Along with care and observance, staff nurses are also responsible for educating patients about what the trial is about and all the protocols of the study to ensure that they fully understand what they agree to and are fully equipped to handle any possible side-effects or adverse events. Staff nurses also deal with the documentation and consent of the patient and provide valuable insights and information to patients throughout the trial, such as education about the study, standard-of-care medications, and schedule of testing.
Collaboration and communication between staff nurses and clinical trial nurses are absolutely key when looking at the process and roles of nurses in research studies. Staff nurses will constantly check in with the patients to see how they are feeling during the trial and then will document these findings as well as any other noteworthy events that may have taken place. The nurses will then consult the physician and communicate their information as needed.

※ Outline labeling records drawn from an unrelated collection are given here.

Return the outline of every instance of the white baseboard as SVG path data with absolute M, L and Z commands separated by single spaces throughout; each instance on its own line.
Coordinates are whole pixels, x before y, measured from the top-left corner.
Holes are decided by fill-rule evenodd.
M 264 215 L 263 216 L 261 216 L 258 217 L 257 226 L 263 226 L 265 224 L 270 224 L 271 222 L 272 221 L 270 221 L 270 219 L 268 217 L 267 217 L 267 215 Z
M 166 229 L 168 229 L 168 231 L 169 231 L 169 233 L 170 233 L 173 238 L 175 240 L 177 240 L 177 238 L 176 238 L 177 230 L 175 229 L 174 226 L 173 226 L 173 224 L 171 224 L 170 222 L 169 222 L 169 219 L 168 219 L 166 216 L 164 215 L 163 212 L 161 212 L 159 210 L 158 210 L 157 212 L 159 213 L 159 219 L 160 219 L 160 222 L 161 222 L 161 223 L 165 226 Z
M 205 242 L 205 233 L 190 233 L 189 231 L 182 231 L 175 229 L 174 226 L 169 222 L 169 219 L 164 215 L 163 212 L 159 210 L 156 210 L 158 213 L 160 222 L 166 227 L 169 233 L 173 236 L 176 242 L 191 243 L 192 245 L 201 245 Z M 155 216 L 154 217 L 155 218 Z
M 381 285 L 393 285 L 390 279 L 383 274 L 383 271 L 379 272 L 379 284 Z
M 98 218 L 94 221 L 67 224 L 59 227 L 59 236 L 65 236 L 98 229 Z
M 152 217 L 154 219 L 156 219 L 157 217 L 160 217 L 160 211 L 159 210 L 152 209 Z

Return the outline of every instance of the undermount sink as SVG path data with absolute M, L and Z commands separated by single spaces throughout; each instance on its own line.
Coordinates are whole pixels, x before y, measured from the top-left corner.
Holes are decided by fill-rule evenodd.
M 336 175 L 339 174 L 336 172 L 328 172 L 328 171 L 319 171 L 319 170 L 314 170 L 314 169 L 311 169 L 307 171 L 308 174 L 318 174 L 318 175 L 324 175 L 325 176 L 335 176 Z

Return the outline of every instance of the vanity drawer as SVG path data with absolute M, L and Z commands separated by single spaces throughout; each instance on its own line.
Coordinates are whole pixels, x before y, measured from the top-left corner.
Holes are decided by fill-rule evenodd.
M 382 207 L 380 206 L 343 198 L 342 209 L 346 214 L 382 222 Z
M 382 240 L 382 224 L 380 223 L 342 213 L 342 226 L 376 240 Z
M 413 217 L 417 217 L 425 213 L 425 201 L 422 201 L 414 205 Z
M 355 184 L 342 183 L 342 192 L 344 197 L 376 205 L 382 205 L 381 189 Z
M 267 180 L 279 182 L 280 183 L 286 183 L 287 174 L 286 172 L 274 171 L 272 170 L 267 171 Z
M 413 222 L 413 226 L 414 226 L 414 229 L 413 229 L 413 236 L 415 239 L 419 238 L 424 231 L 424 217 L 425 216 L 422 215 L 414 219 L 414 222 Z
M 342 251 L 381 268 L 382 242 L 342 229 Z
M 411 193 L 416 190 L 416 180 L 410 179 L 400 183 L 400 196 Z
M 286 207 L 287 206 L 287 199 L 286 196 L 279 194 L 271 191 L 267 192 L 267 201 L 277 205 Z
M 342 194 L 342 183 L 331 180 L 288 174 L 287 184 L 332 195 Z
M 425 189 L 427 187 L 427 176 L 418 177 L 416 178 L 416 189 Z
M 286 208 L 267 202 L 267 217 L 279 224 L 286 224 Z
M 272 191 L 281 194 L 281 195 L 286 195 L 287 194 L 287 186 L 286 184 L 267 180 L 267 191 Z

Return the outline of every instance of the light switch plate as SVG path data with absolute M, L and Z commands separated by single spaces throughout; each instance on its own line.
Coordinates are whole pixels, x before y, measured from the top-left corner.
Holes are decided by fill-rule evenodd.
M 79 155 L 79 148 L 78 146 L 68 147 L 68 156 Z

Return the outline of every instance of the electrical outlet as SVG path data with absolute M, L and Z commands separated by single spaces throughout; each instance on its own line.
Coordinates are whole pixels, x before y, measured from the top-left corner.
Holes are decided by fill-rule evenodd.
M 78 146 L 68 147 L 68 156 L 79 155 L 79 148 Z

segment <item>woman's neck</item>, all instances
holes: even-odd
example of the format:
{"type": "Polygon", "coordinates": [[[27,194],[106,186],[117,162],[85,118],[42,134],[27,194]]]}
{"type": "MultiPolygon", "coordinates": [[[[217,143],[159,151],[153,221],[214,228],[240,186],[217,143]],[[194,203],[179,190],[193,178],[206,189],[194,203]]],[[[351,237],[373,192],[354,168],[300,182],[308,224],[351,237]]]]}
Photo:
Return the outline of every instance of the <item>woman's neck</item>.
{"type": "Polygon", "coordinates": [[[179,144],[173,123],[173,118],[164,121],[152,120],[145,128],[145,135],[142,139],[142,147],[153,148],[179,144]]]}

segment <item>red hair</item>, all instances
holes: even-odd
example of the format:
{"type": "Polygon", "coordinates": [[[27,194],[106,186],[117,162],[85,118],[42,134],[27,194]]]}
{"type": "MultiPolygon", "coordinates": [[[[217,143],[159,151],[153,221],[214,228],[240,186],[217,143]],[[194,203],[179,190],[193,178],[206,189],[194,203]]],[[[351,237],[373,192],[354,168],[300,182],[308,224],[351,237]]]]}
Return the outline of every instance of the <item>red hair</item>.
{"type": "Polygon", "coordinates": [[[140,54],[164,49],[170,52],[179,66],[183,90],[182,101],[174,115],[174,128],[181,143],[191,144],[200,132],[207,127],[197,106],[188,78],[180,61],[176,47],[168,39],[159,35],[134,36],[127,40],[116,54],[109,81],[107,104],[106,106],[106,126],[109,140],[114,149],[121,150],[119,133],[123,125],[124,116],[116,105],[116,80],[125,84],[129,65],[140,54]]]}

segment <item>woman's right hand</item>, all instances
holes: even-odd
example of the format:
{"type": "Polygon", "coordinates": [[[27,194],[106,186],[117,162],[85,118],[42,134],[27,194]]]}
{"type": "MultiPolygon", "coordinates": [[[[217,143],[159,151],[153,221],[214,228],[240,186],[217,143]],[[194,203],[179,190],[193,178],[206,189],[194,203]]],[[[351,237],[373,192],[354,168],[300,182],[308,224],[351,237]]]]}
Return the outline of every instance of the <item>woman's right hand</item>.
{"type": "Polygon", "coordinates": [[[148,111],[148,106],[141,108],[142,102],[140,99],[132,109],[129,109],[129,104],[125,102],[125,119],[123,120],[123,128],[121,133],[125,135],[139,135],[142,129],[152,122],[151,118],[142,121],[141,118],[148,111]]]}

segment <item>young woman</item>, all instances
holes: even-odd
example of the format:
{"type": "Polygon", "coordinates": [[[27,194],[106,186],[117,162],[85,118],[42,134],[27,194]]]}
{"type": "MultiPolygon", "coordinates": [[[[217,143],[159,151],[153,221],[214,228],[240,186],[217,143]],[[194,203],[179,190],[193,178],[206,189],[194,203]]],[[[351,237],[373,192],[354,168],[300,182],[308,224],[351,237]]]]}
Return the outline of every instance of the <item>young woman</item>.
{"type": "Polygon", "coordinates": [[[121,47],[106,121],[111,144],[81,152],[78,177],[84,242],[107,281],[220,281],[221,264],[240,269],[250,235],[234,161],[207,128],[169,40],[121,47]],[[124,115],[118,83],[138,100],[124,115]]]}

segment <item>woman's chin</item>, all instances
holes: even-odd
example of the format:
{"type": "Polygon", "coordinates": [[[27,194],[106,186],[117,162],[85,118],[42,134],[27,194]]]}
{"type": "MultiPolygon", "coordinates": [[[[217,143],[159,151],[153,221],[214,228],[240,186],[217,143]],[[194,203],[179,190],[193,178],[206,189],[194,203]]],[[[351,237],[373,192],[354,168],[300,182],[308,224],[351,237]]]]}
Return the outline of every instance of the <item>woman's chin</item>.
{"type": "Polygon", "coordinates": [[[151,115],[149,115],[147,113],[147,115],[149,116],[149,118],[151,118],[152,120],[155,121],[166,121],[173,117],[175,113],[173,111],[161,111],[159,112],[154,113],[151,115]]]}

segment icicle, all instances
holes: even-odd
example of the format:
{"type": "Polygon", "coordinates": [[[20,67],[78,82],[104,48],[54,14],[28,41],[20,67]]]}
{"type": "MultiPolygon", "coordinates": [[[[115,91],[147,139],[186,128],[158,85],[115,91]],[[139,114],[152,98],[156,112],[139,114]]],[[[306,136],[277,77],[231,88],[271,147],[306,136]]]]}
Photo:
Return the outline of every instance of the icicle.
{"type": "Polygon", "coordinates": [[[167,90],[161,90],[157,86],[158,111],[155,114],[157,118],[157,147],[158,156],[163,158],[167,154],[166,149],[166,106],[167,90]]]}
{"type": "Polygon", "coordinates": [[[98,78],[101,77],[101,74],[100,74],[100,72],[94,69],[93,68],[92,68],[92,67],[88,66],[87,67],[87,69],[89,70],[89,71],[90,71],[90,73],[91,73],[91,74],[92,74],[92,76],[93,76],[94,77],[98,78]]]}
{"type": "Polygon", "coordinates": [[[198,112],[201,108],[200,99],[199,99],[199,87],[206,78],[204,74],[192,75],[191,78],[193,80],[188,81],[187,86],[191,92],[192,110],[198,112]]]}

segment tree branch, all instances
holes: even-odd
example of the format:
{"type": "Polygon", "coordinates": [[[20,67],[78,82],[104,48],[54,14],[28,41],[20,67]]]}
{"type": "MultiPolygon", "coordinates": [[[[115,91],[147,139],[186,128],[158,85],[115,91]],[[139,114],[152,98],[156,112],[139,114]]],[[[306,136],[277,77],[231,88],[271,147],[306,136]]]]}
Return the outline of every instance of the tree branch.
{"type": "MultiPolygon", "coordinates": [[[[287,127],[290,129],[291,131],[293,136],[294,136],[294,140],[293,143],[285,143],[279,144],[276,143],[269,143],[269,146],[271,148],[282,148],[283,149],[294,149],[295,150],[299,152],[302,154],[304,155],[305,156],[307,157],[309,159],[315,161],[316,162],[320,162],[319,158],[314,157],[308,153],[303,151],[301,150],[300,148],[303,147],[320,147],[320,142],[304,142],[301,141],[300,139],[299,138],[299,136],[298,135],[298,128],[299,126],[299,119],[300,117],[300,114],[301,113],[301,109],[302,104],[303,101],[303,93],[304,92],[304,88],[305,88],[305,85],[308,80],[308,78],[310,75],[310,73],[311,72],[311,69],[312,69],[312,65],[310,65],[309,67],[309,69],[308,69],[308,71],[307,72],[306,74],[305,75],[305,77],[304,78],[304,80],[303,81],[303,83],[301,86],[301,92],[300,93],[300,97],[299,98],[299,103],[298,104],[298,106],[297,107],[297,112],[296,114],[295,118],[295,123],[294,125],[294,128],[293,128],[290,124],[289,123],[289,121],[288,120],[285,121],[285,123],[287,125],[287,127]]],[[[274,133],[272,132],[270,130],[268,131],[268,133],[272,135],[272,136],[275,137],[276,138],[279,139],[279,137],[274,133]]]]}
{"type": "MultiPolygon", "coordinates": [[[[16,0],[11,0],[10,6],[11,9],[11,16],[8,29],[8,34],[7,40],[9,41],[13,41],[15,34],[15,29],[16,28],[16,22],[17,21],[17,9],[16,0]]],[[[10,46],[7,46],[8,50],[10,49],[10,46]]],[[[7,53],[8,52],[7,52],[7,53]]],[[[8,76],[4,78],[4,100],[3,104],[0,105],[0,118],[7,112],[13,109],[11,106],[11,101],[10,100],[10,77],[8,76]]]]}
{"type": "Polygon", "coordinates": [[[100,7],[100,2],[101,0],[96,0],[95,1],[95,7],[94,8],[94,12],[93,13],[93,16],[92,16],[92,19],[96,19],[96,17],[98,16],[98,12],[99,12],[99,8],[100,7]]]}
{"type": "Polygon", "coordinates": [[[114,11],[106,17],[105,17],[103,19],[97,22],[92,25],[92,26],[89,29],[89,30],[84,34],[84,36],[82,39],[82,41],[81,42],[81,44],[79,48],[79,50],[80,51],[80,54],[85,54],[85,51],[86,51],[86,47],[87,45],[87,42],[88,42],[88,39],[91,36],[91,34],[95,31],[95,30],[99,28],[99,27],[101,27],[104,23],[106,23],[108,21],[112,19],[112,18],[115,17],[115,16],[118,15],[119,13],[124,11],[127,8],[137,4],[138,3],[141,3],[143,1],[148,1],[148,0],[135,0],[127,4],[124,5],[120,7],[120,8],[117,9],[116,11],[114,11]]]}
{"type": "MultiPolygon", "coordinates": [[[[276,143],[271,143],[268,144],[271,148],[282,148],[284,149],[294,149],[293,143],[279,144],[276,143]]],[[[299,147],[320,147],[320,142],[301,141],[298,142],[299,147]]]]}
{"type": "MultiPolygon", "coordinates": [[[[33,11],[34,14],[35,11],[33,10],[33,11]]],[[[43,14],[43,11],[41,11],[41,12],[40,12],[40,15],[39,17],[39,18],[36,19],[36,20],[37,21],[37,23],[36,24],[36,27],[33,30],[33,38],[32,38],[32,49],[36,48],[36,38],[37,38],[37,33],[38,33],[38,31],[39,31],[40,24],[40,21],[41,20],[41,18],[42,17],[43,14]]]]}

As much as staff nurses and clinical trial nurses have differing roles, they do have shared ones, too. One of these roles is the responsibility of making sure that there are no barriers to participation in these trials and that anyone willing to participate is made to feel comfortable and at home, which assists in the retention of participants.
Another one of these combined roles is ensuring that patients adhere to the rules and protocols of the trial, with some of the main reasons for nonadherence being misunderstanding the protocol process, forgetfulness, and lack of awareness about the importance of taking medication as prescribed. Both types of nurses are responsible for the rectification of this in patients.